APG intends to “message good information out to the people … We want to provide factual information.”

The group, says Singletary, is “going to have a review process [for new projects].” And, as has been mentioned, it will be kept abreast of local government decisions about new projects and new local government ordinances that could affect growth.

“It’s going to be all about accountability,” says Singletary. Part of the group’s effort will be to determine whether government representatives are voting a particular way because they’ve gotten and accessed the facts or simply because they’re acquiescing to a certain number of vocal, angry people in the audience.

“We’re trying to understand [the process of debate about a project],” says Singletary. “Were things not addressed correctly?”

Mindset For Growth

As Singletary sees it, the area economy has been “pretty dormant since Chennault” — since the flood of young men returning from World War II fueled a surge of economic activity at the airport on the edge of town.

Things eventually became so dormant, says Singletary, that “young people had to move away to have a good career.

“Now we have a chance,” with the economic boom, he says, to give the youth good careers at home. “We’re going to be able to retain the talent we need for the future if we can provide employment.” In addition to retaining talent, Singletary thinks, “good employment relieves social ills. Everybody’s participating.”

Singletary says he is “not a big believer” in change for the sake of change. “But if we want to keep our kids close,” some fundamental changes must take place.

One of the barriers to these changes is the loud collective voice of the great number of local residents who tend to think, and sometimes say, “No, I like things just the way they are.” A long period of more or less stagnant growth has left many residents unaware that growth involves change — and a certain number of growing pains.

Growth requires not just new shopping, but also new schools, drainage, sewage and housing. When such new developments are strenuously resisted, growth can be stifled in impractical and unnecessary ways. As an example, Singletary says some people who live in the Lake Charles metro area are sending children to schools in Bell City because they can’t find adequate schooling where they live.

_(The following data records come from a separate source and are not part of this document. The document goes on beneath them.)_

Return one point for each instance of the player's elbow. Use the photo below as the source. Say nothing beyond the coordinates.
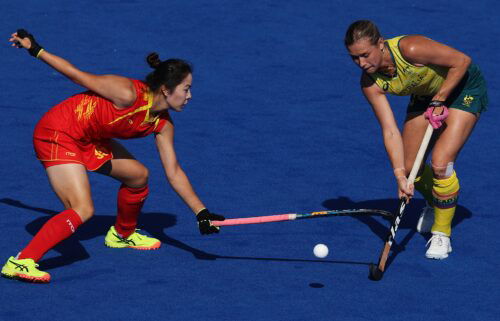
(465, 61)
(173, 173)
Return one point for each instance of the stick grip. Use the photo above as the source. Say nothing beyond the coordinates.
(420, 154)
(255, 220)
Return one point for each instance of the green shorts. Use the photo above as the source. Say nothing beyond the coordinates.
(469, 95)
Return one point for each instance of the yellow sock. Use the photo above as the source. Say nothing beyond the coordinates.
(424, 184)
(445, 193)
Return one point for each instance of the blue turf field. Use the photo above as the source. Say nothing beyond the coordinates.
(277, 124)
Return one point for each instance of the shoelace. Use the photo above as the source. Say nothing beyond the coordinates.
(22, 267)
(435, 236)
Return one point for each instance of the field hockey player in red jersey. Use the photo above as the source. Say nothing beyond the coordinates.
(77, 136)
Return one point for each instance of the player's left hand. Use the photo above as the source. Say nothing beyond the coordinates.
(404, 190)
(204, 217)
(436, 113)
(23, 39)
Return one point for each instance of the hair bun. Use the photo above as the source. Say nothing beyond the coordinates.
(153, 60)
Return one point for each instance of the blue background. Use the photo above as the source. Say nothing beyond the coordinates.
(277, 124)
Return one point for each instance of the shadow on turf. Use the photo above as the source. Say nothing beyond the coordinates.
(379, 228)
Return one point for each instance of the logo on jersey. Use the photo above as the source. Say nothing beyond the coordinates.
(85, 108)
(468, 100)
(71, 226)
(101, 152)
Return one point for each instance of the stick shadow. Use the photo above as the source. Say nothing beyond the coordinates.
(71, 250)
(408, 222)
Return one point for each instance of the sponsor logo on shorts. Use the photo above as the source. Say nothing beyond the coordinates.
(468, 101)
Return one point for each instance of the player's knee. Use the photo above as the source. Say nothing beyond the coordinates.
(142, 177)
(139, 178)
(442, 170)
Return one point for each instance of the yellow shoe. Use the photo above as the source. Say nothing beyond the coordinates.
(25, 270)
(135, 240)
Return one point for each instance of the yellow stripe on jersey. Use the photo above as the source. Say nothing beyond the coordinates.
(147, 107)
(409, 79)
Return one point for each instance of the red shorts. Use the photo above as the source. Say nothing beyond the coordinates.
(53, 148)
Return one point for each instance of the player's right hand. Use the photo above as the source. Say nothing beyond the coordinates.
(204, 217)
(404, 190)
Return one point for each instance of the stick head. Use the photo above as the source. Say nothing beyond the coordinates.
(375, 273)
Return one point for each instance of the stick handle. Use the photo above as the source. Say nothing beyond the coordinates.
(255, 220)
(299, 216)
(420, 154)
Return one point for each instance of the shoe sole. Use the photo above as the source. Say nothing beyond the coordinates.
(438, 257)
(141, 248)
(26, 278)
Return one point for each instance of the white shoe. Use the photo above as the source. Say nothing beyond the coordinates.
(426, 219)
(440, 246)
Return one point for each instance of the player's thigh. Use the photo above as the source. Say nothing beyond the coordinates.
(124, 167)
(457, 130)
(413, 133)
(70, 183)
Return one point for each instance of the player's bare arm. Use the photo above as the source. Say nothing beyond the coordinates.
(117, 89)
(393, 141)
(175, 175)
(420, 50)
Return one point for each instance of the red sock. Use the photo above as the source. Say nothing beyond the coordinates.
(130, 201)
(58, 228)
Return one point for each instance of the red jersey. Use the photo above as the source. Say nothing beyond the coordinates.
(79, 129)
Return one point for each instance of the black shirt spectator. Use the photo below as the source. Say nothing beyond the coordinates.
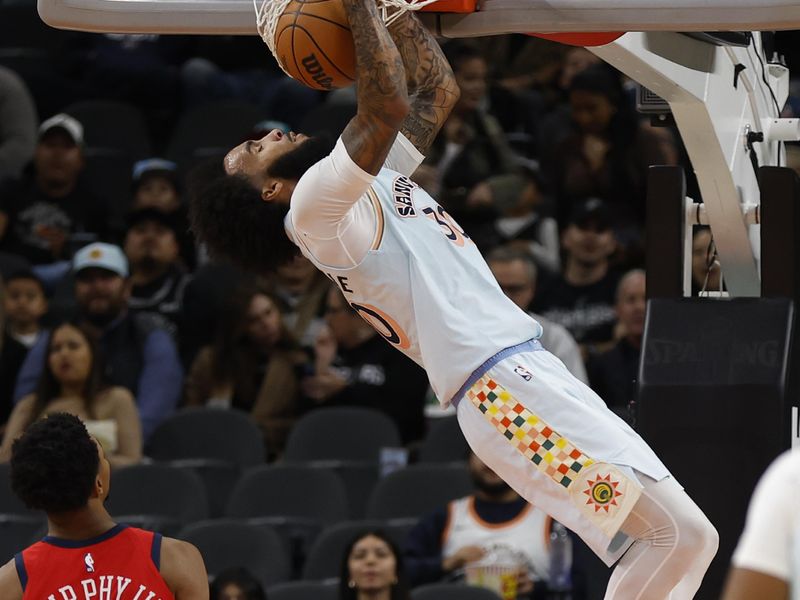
(51, 208)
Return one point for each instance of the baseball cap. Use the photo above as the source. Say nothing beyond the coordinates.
(591, 210)
(101, 256)
(64, 122)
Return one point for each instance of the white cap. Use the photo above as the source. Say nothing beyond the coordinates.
(63, 121)
(102, 256)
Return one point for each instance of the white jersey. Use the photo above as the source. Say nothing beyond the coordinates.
(405, 266)
(528, 534)
(770, 542)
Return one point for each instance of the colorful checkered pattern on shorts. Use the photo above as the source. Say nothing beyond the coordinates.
(553, 454)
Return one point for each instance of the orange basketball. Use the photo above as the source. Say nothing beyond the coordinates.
(314, 44)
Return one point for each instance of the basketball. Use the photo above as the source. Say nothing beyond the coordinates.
(314, 45)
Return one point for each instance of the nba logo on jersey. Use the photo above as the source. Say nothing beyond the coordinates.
(523, 372)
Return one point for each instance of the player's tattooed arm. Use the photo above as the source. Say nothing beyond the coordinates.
(382, 94)
(431, 84)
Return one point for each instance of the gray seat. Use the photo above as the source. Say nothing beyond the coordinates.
(415, 491)
(324, 559)
(215, 444)
(452, 591)
(341, 434)
(159, 497)
(443, 442)
(303, 590)
(226, 543)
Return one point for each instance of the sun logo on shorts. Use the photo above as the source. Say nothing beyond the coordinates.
(602, 492)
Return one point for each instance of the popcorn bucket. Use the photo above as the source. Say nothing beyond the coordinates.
(498, 578)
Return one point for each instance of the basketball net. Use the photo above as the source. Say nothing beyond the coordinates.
(269, 11)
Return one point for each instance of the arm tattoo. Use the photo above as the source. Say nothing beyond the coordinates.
(381, 88)
(431, 83)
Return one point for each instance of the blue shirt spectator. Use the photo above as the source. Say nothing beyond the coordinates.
(138, 352)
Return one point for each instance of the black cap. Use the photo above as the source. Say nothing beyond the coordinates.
(591, 210)
(152, 214)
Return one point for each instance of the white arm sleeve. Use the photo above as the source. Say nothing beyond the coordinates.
(766, 542)
(329, 214)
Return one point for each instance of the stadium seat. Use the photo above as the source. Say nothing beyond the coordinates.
(443, 442)
(159, 497)
(303, 590)
(211, 130)
(415, 491)
(9, 503)
(452, 591)
(112, 125)
(215, 444)
(17, 533)
(225, 543)
(324, 559)
(341, 433)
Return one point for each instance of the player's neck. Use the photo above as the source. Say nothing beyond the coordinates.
(82, 524)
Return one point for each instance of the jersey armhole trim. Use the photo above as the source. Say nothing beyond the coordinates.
(22, 573)
(379, 220)
(155, 551)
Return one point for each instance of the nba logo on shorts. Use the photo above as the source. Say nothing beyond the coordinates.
(523, 372)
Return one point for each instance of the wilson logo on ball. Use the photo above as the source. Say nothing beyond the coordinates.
(317, 73)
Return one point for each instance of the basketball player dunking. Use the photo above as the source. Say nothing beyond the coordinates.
(57, 467)
(403, 263)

“’Anywhere but here’ — that’s not really acceptable,” says Singletary. “We want to have the right things in the right areas.” When some residents oppose new developments in housing or infrastructure in their areas, Singletary wonders whether they were ever asked, “Well, did you see the benefit?”

He notes that as large urban areas grow, those who moved to a certain location 20 or 30 years ago to get peace and quiet may have to move further out if they want to keep that peace and quiet.

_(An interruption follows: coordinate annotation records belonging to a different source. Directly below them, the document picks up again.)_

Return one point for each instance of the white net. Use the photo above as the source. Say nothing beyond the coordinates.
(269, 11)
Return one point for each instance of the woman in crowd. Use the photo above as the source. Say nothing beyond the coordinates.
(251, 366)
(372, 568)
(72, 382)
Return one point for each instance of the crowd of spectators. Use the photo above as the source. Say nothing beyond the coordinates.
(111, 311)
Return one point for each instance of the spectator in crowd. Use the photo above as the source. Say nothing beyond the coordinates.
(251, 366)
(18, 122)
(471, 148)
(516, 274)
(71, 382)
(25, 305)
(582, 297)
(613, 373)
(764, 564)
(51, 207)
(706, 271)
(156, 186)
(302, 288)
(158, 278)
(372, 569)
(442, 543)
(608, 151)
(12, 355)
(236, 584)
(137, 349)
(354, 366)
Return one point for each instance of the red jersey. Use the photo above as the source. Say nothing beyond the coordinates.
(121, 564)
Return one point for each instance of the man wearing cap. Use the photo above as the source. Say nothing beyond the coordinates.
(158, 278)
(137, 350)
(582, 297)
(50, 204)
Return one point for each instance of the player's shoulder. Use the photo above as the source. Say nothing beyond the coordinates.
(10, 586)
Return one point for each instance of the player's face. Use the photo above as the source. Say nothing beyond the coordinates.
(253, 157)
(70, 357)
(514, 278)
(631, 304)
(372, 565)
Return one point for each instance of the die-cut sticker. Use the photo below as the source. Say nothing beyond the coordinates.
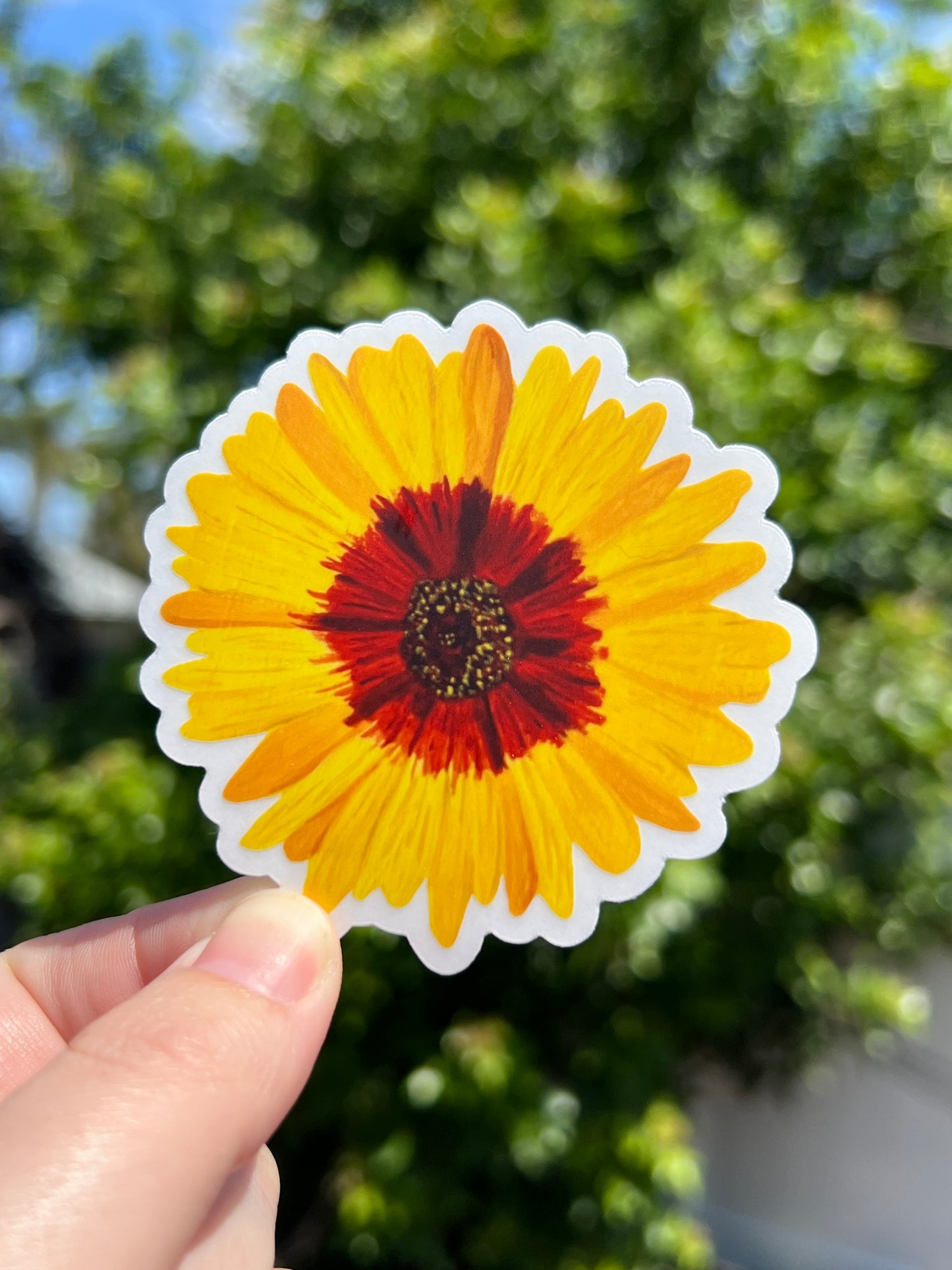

But it will be difficult to change a dominant culture that’s long viewed change with suspicion. “It’s challenging to do things in this area,” says Singletary. “It’s going to be challenging for this area to deal with [the boom].”

Viable — And Positive — Alternatives

Government is bound to be affected by the dominant culture. Singletary says it is the “responsibility [of local government” to fund certain goods and services” that are crucial to growth. In particular, says Flavin, “infrastructure spending is critical to growth.”

Singletary is concerned that the legacy of Gov. Bobby Jindal will make it unlikely that the state can be of much use as a monetary contributor to such spending. Jindal, he says, “raped our budget. It’s almost criminal what he did to Louisiana.” As a result, “We can’t look to the state for help.”

APG will be assisting those who are looking for viable alternatives. “We have to get out there and make things work in a positive way,” says Singletary.